Admissions and Curriculum Notes

MIT does not offer AP credit for course placement, but students often enter with advanced Standing based on exams or subject tests. First-years typically explore through Concourse subjects and lab rotations before finalizing their major by the end of sophomore year.

Each department sets its own requirements, but common elements include distributed lab work, communication-intensive subjects, and a final thesis or capstone project. The curriculum is designed to produce not just specialists, but adaptable problem-solvers.

Real-World Impact and Alumni Outcomes

MIT graduates launch startups, lead research at NASA, or drive policy at the United Nations.

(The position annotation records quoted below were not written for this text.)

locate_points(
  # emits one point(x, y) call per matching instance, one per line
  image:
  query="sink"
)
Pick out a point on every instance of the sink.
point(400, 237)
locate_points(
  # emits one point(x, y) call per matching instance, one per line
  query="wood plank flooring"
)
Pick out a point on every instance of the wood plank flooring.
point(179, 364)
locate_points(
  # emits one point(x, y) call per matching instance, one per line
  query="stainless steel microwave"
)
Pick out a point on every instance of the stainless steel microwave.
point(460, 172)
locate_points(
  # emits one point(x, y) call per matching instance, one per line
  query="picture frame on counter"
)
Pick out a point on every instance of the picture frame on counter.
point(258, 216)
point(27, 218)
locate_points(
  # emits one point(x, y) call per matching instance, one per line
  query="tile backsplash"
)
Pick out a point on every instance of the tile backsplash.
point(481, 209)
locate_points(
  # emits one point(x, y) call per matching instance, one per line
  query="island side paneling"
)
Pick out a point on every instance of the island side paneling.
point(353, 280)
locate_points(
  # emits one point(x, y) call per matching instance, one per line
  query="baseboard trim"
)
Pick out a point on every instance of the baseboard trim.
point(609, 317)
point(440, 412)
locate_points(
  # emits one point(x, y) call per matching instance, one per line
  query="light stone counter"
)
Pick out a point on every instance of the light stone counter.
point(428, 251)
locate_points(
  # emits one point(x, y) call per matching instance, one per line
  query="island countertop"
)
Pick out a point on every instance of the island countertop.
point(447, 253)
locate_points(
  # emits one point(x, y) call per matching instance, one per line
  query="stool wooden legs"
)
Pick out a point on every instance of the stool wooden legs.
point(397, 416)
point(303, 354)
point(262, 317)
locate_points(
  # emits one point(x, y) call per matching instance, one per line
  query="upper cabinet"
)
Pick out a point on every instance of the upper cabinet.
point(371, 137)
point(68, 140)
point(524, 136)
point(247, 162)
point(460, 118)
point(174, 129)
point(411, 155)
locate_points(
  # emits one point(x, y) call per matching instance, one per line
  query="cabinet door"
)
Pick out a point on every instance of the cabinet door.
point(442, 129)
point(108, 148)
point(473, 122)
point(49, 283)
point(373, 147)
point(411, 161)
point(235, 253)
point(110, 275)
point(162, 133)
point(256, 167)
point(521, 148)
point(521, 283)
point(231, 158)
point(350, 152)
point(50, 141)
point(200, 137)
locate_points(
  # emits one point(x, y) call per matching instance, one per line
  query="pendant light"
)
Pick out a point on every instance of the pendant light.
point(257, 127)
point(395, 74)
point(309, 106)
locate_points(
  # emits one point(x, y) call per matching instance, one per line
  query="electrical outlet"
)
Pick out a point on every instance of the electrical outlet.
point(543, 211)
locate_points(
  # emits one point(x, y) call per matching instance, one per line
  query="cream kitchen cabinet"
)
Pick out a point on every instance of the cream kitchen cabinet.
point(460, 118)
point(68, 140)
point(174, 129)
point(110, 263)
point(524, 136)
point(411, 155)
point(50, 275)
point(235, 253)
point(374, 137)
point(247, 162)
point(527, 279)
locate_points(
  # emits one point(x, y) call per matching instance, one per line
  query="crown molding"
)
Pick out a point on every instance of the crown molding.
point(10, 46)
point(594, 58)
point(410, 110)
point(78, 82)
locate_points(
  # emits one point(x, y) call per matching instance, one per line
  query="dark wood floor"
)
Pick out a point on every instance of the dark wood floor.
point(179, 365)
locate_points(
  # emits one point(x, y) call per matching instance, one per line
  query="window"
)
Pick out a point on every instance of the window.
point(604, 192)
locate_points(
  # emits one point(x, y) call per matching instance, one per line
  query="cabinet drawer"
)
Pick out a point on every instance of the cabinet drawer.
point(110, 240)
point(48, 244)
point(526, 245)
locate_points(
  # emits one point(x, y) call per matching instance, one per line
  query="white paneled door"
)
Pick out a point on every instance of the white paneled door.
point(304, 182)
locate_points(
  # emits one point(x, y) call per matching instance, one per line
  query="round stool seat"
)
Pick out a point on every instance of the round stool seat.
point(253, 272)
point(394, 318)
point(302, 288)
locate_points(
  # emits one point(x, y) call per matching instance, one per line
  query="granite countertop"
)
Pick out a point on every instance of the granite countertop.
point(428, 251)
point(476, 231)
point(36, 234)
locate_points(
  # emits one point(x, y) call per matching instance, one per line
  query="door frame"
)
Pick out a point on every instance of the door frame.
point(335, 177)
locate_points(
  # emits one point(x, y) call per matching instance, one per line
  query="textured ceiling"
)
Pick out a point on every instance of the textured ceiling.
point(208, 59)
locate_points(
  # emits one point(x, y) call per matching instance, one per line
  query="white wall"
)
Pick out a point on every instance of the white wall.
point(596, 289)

Employers value the combination of technical mastery and creative thinking MIT instills. For example, Course 6 graduates frequently join top tech firms, while Course 15 (Mathematics) alumni often pursue PhDs or quantitative finance roles.

“MIT taught me how to learn complex systems quickly and build solutions that matter,” says a Course 6 graduate now leading AI infrastructure at a major cloud provider. “The freedom to explore, combined with rigorous expectations, shaped my career.”

With such a broad catalog of undergraduate majors, MIT ensures that every student can align their academic journey with their ambitions—whether that means building the next generation of processors, understanding the brain, or reimagining urban life.